The four-day training will increase the capacity of 40 midwives, nurses, and doctors to provide life-saving sexual and reproductive health services in emergency contexts, such as preventing maternal and newborn deaths, preventing sexual violence, and reducing HIV transmission. As this is the first time that the MISP training will be conducted virtually, the process will be documented to evaluate how it can be replicated in other countries as well.
“As Bangladesh copes with the challenges posed by COVID-19, the ongoing natural disaster season poses an even greater risk to the sexual and reproductive rights of women and adolescent girls.

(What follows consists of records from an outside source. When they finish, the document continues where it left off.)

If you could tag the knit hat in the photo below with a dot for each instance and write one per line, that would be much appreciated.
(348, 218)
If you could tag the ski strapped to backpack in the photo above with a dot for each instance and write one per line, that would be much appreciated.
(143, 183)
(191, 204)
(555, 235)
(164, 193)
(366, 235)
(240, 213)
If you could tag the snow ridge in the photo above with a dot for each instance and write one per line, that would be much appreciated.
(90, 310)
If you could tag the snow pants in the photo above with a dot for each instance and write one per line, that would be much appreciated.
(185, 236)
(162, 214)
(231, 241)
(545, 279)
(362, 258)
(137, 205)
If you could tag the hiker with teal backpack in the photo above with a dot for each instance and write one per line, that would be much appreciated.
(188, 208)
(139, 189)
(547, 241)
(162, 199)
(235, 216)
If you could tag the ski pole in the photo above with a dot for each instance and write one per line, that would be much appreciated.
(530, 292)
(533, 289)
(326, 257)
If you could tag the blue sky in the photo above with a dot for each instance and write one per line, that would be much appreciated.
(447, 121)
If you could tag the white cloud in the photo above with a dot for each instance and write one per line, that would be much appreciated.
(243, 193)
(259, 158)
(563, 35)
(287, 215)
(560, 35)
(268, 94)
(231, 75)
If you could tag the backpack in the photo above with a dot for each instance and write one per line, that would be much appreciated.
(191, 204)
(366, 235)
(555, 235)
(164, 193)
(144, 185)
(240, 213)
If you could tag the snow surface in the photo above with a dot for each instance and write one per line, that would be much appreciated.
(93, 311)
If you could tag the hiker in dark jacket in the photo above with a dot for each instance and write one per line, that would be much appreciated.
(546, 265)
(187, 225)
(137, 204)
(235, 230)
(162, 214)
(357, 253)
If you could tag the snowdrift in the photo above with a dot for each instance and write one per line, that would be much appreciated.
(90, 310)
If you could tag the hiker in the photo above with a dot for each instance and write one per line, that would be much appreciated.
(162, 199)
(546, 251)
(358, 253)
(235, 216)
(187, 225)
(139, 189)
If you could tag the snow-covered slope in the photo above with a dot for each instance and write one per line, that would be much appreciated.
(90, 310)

This innovative virtual training on MISP will certainly complement the outstanding efforts of the Government of Bangladesh in developing capacity to meet the increasing needs of life-saving sexual and reproductive health services during this multifaceted health and natural crisis”, said Omar Ballan, the Acting Chief of Health at UNFPA Bangladesh, while welcoming the participants to the online training.
The training will focus on how the actions outlined by MISP can be safely implemented during the ongoing COVID-19 pandemic. The participants will receive an understanding of how COVID-19 limits women’s access to sexual and reproductive health services and to comprehensive prevention and response of gender-based violence, as well as how the conditions created by COVID-19 affect how MISP can be conducted in the aftermath of natural disasters.
A participant at the training, Dr Shapla Pinki Saha, Facility Mentor, said, “It is indeed a great opportunity for us to be part of this very useful training at this time, and to be able to join the training remotely. We thank UNFPA for this opportunity, and hope that it will help us to save even more lives.”